Monday, March 7, 2016

King Triton Stuff

I found more King Triton rough drawings in the bowels of my archive. The sheet above, providing instructions for clean up, was produced by my then assistant Lou Dellarosa. 
Below you can see my first pass rough drawing from a scene in which Triton is confronting Ariel.
Lou did not work from that drawing though. I drew a tighter rough version of each key in graphite which served as the basis for clean up work. Those tighter rough drawings are housed at Disney.

Some of these paper sheets are starting to show their age.
I remember how much I enjoyed working with actor Ken Mars' voice, full of authority but also kindness. I had to shift gears though. Before animating King Triton I had finished work on Who Framed Roger Rabbit.

"Don't you take that tone of voice with me, young lady!"


  1. I can't think of any previous Disney animated men that had that kind of anatomy- muscles pulling and bones articulating. Great stuff. Later on, Tarzan maybe took it further (and of course had legs), but I think you were kind of pioneering in that regard.
    I'm wondering why you drew your tighter keys on separate sheets, though, rather than directly over the blue rough. Also I'm assuming your breakdowns would be fairly rough, as there'd be enough information in your tight keys to pass on

  2. Thank you so much for sharing!
    I agree with Mr. Hendry, the anatomy of Triton was perfect, realistic. Conservative, yet energetic lines, just as the grand Disney tradition of the past. But Triton was also a very interesting character, always reminded me of the very energetic Michelangelo statues. Only during Tarzan the artists drew anatomy so deeply, but there certain physical feature were exaggerated, because of the style of the that film. Triton will always be great.

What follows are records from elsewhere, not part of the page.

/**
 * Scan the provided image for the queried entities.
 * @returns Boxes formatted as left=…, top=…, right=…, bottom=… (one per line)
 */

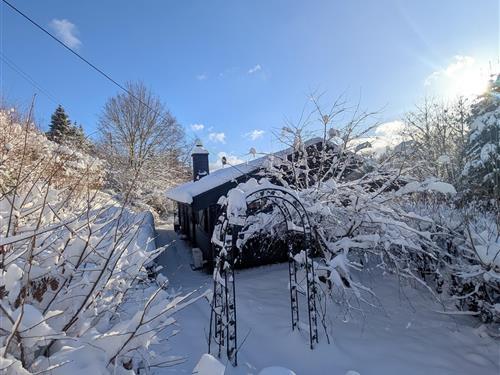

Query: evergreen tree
left=462, top=75, right=500, bottom=203
left=46, top=105, right=73, bottom=143
left=46, top=105, right=92, bottom=151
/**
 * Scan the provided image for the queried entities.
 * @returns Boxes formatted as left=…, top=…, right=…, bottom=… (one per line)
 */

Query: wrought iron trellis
left=208, top=187, right=318, bottom=366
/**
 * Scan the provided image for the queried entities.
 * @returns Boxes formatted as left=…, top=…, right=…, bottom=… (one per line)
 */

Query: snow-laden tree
left=0, top=108, right=205, bottom=374
left=223, top=95, right=500, bottom=328
left=394, top=97, right=470, bottom=186
left=46, top=105, right=91, bottom=151
left=462, top=75, right=500, bottom=204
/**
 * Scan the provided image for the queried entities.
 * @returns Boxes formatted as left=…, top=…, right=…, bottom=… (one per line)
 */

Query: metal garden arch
left=208, top=187, right=318, bottom=366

  3. Andreas, I am making some major revision to Would like to get your opinion on some ideas.

  4. Andreas, I am making some major revision to Would like to get your opinion on some ideas.

  5. My goodness!
    One of the things I love about your drawings Andreas, is that you don't need to draw extreme poses to make them look fluid and dynamic.

  6. Interesting look at the animation behind "The Little Mermaid".